2016 May 31st
We have two columnists today, both of whom are slashing away
at Hillary Clinton. The columnists, Mona Charen and Cal Thomas, have each written
taking Mrs. Clinton severely to task for her use of an in-home email server. Charen
quotes Clinton, “I did not email any classified material to anyone on my email.”
Then Charen says that, “The State Department itself has declined to release 22 Clinton
emails because they were secret. Having been trapped in a lie,…” But the lie here,
or at least the gross mislead, is that these “secret” emails were, according to
Charen, classified as secret, when they passed through Clinton’s server. After
Clinton turned over her emails, a cottage industry developed dealing with the
classification of her old emails. Can anyone say ex post facto, or understand the meaning of the term?
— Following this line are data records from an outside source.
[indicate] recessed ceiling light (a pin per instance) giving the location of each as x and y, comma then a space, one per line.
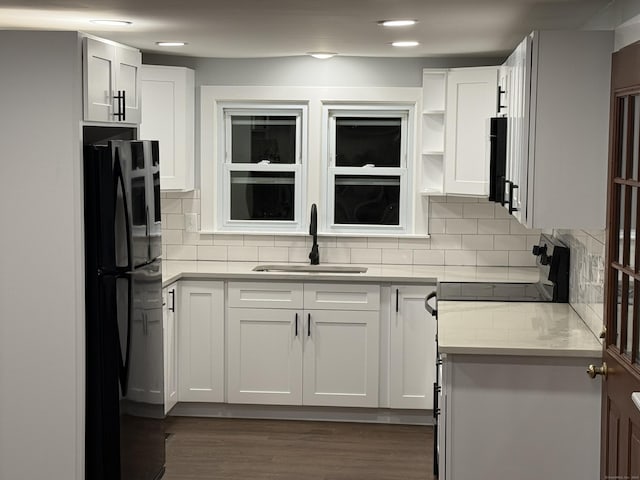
112, 23
397, 23
405, 44
322, 55
171, 44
Then Charen turns her artillery on Donald Trump’s potential
Presidency. She says, “Americans blanch at the thought of this unstable,
emotionally stunted man with access to the nuclear codes… Trump deceives about
serious matters. Thousands of American Muslims were not dancing in the streets
after 9/11. Ford did not cancel plans for a factory in Mexico in response to
criticism from Trump. Trump did not oppose the Iraq war pre-invasion. We are
not losing $500 billion a year in trade with China…Wisconsin’s real
unemployment rate is not anywhere close to 20%.” After exposing this chronicle
of Trump’s lies, this columnist still believes that Clinton is just as bad.
Charen is always conservatively correct.
Then on to Cal Thomas; Cal is more accurate; he points out
that disconnecting the smoke detector on an airplane can get you fines and jail
time. Then he asks, “Isn’t what Hillary Clinton did far worse than that, if she
potentially compromised U.S. secrets?” Pleas not that Cal Thomas makes Clinton’s
transgression conditional; he says, “…if
she potentially compromised U.S. secrets.” Mona Charen, on the other hand,
leaves no doubt about the matter.
The matter of Clinton’s server’s location seems to be of
considerable importance to both of these folks, and to most other Clinton opponents.
It seems very necessary that every time the personal server is mentioned it
must be precisely located in the Clinton residence; to wit, in the Clinton’s
bathroom closet. Note that it is never said simply to have been in their house,
but to have been in a bathroom closet. One is almost convinced that Clinton’s
opponents believe that having a server in a bathroom closet makes its contents
much more available to Chinese or Russian master spies. Personally, I believe
that the bathroom closet location is very sensible; if a spy thought secrets were
available in the house, would they think to look there?